The series kicks off Thursday, March 4, with support from the Australian Government through the Office for the Arts, Brag Media and YouTube.

“Now more than ever we need to ensure that conversations around mental health happen publicly and regularly, especially in the music industry which sees alarming rates of mental illness persisting,” comments Clive Miller, CEO of Support Act.

“The Tune Ups content series is not to sensationalise, but to show people they are not alone and that there is support available.”

2020 has been a wretched year, especially for music industry professionals and artists. So far, 2021 hasn’t brought a seachange.

support act Cerisa Grant

In its first-ever survey of its members last year, the Australian Live Music Business Council the vast majority of respondents predicted closure within six months as cashflow dried up.

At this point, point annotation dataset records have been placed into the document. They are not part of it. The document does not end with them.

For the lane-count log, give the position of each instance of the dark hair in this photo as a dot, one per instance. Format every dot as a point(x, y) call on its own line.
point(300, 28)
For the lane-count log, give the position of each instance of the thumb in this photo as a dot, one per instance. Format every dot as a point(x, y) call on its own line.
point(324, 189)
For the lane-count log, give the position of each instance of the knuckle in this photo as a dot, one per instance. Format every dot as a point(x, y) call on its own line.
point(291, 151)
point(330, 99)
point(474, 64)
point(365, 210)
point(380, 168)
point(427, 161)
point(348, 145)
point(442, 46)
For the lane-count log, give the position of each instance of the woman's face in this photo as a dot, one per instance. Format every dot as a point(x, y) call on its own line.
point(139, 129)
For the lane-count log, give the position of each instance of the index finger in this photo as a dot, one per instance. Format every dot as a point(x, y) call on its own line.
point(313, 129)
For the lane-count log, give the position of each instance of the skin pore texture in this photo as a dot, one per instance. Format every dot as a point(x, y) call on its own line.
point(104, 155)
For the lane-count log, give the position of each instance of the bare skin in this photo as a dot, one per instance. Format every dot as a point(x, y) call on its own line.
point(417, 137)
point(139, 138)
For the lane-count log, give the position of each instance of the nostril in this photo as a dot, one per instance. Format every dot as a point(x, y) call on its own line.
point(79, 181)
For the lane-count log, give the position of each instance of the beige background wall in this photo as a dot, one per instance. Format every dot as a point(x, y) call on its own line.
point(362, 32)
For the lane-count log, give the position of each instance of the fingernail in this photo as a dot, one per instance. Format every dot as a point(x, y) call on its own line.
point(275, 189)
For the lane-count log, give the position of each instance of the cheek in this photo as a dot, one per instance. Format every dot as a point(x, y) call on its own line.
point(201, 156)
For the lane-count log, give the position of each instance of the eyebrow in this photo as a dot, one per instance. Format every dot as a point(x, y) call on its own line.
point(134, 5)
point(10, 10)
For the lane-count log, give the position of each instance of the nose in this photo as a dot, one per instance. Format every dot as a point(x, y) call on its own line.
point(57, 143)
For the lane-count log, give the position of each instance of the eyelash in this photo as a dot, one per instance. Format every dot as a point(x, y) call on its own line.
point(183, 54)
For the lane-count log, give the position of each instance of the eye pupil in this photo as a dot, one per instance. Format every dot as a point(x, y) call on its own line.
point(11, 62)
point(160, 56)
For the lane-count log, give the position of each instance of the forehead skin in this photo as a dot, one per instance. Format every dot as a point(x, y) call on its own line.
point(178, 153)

The knock-on effects on mental health are incalculable.

Support Act is “working with both individuals and the industry to remove stigma and put in place strategies to increase support and resilience,” Miller continues, “including delivering mental health first aid training, increasing capacity of our Wellbeing Helpline, and developing a new online mental health portal with critical music industry specific resources.

These programs, he explains, “are potentially life-saving.”